Google Groups no longer supports new Usenet posts or subscriptions. Historical content remains viewable.
Dismiss

One change to the strings document

8 views
Skip to first unread message

Dan Sugalski

unread,
Apr 25, 2004, 4:34:49 PM4/25/04
to perl6-i...@perl.org
Just a heads up, there are two things that have been pointed out.

First, the transset op is transcharset. The abbreviation was a bit sloppy.

Second, in spots where "character" is used, substitute "grapheme", as
I'm going to. Noting, of course, that a grapheme is *not* a glyph.
Glyphs are display things that we're staying very very (very!) far
away from. The change'll go into the op names--getglyph instead of
getcharacter and suchlike things.

Hopefully using a different word'll help people remember that
glyph!=codepoint, though we'll see how well that one works.
--
Dan

--------------------------------------"it's like this"-------------------
Dan Sugalski even samurai
d...@sidhe.org have teddy bears and even
teddy bears get drunk

Bryan C. Warnock

unread,
Apr 25, 2004, 9:34:53 PM4/25/04
to Dan Sugalski, perl6-i...@perl.org
On Sun, 2004-04-25 at 16:34, Dan Sugalski wrote:
> Just a heads up, there are two things that have been pointed out.
>
> First, the transset op is transcharset. The abbreviation was a bit sloppy.
>
> Second, in spots where "character" is used, substitute "grapheme", as
> I'm going to. Noting, of course, that a grapheme is *not* a glyph.
> Glyphs are display things that we're staying very very (very!) far
> away from. The change'll go into the op names--getglyph instead of
> getcharacter and suchlike things.
>
> Hopefully using a different word'll help people remember that
> glyph!=codepoint, though we'll see how well that one works.

I don't understand.

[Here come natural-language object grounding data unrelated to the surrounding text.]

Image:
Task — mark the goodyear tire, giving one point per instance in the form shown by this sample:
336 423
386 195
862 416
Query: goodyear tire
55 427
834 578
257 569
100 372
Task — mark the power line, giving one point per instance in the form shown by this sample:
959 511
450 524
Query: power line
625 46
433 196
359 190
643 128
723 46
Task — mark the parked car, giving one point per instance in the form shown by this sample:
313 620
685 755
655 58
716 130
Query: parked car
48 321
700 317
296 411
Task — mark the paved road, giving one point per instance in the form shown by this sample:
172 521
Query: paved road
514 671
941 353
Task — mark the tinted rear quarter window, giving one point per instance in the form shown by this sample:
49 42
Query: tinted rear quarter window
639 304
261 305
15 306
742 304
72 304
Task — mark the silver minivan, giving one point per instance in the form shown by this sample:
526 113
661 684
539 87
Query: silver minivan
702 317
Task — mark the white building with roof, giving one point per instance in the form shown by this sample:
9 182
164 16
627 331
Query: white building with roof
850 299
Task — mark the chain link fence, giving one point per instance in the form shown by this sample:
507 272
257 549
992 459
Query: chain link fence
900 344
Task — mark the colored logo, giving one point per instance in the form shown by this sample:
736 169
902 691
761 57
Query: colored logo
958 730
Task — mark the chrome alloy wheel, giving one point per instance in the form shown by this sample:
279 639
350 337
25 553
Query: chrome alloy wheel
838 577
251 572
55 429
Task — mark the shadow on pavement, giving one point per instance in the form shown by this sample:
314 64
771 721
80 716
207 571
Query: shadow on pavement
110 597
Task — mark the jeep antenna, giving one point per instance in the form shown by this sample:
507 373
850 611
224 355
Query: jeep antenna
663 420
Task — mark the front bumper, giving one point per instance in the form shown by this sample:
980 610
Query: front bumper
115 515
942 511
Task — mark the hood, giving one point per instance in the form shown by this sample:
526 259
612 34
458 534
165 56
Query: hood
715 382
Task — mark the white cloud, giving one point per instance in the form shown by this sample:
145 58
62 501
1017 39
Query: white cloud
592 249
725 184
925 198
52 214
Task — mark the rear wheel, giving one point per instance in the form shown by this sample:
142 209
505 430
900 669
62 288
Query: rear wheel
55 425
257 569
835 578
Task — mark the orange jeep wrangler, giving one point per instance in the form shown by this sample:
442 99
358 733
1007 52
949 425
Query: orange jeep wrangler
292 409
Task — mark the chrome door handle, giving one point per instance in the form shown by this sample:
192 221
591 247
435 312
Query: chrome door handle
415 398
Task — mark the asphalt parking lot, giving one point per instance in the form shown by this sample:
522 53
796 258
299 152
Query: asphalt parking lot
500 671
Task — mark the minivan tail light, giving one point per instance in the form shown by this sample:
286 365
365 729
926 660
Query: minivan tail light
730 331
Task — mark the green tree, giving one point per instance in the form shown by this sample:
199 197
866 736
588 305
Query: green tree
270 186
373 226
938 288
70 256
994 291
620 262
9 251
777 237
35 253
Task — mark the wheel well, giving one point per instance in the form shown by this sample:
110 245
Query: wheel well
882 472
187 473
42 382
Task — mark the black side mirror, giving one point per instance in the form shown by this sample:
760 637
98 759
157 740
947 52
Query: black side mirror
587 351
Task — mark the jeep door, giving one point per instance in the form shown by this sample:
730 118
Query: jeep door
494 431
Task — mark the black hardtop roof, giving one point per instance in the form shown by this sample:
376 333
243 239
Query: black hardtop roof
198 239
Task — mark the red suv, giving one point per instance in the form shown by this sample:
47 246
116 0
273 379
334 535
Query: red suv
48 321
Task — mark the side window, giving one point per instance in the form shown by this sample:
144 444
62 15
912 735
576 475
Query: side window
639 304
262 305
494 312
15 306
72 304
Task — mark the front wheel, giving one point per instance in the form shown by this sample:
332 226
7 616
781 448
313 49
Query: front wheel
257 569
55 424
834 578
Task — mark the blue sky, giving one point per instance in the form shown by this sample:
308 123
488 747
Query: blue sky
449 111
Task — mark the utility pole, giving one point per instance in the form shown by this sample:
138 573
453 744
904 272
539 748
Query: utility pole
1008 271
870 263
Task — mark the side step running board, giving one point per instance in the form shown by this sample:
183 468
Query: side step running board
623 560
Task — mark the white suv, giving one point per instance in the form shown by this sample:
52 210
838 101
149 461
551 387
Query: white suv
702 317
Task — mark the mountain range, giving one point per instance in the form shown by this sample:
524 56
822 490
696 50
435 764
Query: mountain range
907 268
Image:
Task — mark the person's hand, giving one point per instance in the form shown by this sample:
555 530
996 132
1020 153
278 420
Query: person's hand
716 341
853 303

Substitute grapheme for character, as you're
staying away from glyphs, but "getglyph" for "getcharacter"?

And what about codepoints that *are* glyphs and/but aren't graphemes?

--
Bryan C. Warnock
bwarnock@(gtemail.net|raba.com)

Dan Sugalski

unread,
Apr 26, 2004, 8:12:29 AM4/26/04
to Bryan C. Warnock, perl6-i...@perl.org
At 9:34 PM -0400 4/25/04, Bryan C. Warnock wrote:
>On Sun, 2004-04-25 at 16:34, Dan Sugalski wrote:
>> Just a heads up, there are two things that have been pointed out.
>>
>> First, the transset op is transcharset. The abbreviation was a bit sloppy.
>>
>> Second, in spots where "character" is used, substitute "grapheme", as
>> I'm going to. Noting, of course, that a grapheme is *not* a glyph.
>> Glyphs are display things that we're staying very very (very!) far
>> away from. The change'll go into the op names--getglyph instead of
>> getcharacter and suchlike things.
>>
>> Hopefully using a different word'll help people remember that
>> glyph!=codepoint, though we'll see how well that one works.
>
>I don't understand. Substitute grapheme for character, as you're
>staying away from glyphs, but "getglyph" for "getcharacter"?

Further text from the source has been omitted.